With New York Giants wide receiver Victor Cruz in the front row at Metropolitan West on Thursday, February 12, along with New York Fashion Week devotees Joe Jonas and Nick Wooster, it was certainly a man's world at the highly anticipated Perry Ellis Fall 2015 runway show. Creative Director Michael Maccari delivered a strong collection built around the utilitarian references of workwear, exploring the place where traditional workwear and modern sportswear intersect. The result: an impeccable collection mining classic Perry Ellis silhouettes such as the stadium coat and dapper topcoat, and then pushing them forward with the latest advances in fabrics and creativity in shaping. "For this collection I was inspired by the origins of sportswear with workwear detailing, details that are taken from functional elements to create the sportswear look of today," said Maccari. "Part of that comes from playing with fabric, for example, wool bonded to Neoprene for a rounded shape, which felt right now. Overall, I'm downplaying trends to emphasize simplicity."

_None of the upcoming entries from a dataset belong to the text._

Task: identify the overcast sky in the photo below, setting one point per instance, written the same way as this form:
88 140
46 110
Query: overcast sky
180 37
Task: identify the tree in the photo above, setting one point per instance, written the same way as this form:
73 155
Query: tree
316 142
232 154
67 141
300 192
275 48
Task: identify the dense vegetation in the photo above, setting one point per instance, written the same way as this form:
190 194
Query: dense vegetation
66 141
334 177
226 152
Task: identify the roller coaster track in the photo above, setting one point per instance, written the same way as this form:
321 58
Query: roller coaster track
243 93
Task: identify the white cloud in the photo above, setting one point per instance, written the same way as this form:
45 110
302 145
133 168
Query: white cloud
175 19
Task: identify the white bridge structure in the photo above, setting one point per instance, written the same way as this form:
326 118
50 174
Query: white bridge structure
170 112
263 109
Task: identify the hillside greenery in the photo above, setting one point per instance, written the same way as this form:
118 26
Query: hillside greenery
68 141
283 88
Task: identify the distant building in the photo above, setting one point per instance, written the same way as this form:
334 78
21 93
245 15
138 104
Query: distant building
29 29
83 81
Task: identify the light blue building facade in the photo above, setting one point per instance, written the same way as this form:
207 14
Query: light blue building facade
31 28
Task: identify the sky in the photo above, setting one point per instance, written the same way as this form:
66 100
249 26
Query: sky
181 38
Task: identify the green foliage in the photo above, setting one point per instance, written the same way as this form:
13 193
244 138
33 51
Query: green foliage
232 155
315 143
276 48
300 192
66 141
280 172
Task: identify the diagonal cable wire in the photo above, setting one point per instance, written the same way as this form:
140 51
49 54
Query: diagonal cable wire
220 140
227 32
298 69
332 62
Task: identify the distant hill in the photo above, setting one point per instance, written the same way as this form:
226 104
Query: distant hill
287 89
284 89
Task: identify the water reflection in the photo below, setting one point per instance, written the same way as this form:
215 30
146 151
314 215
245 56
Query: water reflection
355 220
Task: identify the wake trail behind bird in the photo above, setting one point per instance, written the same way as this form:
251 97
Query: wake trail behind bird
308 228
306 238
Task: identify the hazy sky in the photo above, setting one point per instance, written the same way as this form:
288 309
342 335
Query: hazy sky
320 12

To complete the aesthetic of the collection-parts rugged and refined, and ultimately of the moment-the Creative Director collaborated with celebrity hairstylist Akki Shirakawa of Art Partner. "Akki understands our direction and how to work with the character of the hair, not trying to change it," Maccari told us. "He really understands the natural movement of hair, and working with what he calls the 'natural mistakes' of the hair." To emphasize the unique individuality that "natural mistakes" can confer on the hair, Akki chose a stellar lineup of hair styling products from René Furterer, selecting key products formulated to enhance the natural texture of the hair.
To create a hair look that he calls American Boy, a rugged attitude channeling Keanu Reeves in one of his favorite films, "My Own Private Idaho," and sophisticated beach boy circa 1990s, Akki says, "The hair has to look great, but it has to look like you did it yourself. The Perry Ellis collection is very wearable and the hair has to echo that vibe." Here, we go backstage with Akki as he leads his team in delivering the perfect imperfect hair look.
- The look starts with the right cut. The overall shape we're going for is square-ish, but broken up to look more modern. I trim the hair so that it's compact and closer to the head on the sides and squared off in back, with fullness at the top. Sideburns are short and angled, and hair curves precisely around the ears.
- After hair is cut, I work René Furterer VOLUMEA volumizing foam - no rinse into damp hair, massaging it in and molding the shape with my hands, then combing it through so it's evenly distributed. I love the René Furterer range because it lets you go from wet to dry or soft to hard, and lets you play with the products so that you can get exactly the texture you want.
- Next, I work in a little René Furterer STYLING WAX for just the right amount of texture and shine, and then to shape the hair and give it strength, I take a dab of René Furterer MODELING PASTE and rub it between the palms of my hands. I run my hands over the outer surface of the hair, and then blow out the hair, using a Mason Pearson brush. On the runway it's important that the hair in back looks as great as the front view. So in back, we brush the right side toward the center, and then the left toward the center.
- For the blow-out I use a blow-dryer with a nozzle attachment to concentrate the airflow on each area I'm drying. Using the nozzle attachment helps to create volume at the roots when I go up and out with my brush to lift hair around the face and at the crown.
- To create height and broken up waves at the crown, we want to be careful not to get too messy and keep the clean finish in the back. For example, for textured hair, I blow out hair using a narrow round brush, which helps to keep the curl in while eliminating frizz, and use it in sections at the crown, working from back to front. Working the brush like a hot roller helps to give hair a natural lift while also adding support for the style. In front I direct hair away from the face.
- When hair is completely blown out, I finesse the finished look with my hands, smoothing the sides and the back and breaking up the hair at the crown for a looser, more natural effect. Just before show time I give any look that needs it one last tweaking in front to maintain both the lift at the roots and loosened up shape. Depending on the model's texture, I might use a flat iron or a curling iron here and there just at the hairline.
- Last, to keep the shape throughout the show I give hair a final blast of René Furterer VEGETAL FINISHING SPRAY. It gives hold without being sticky-and I love the smell!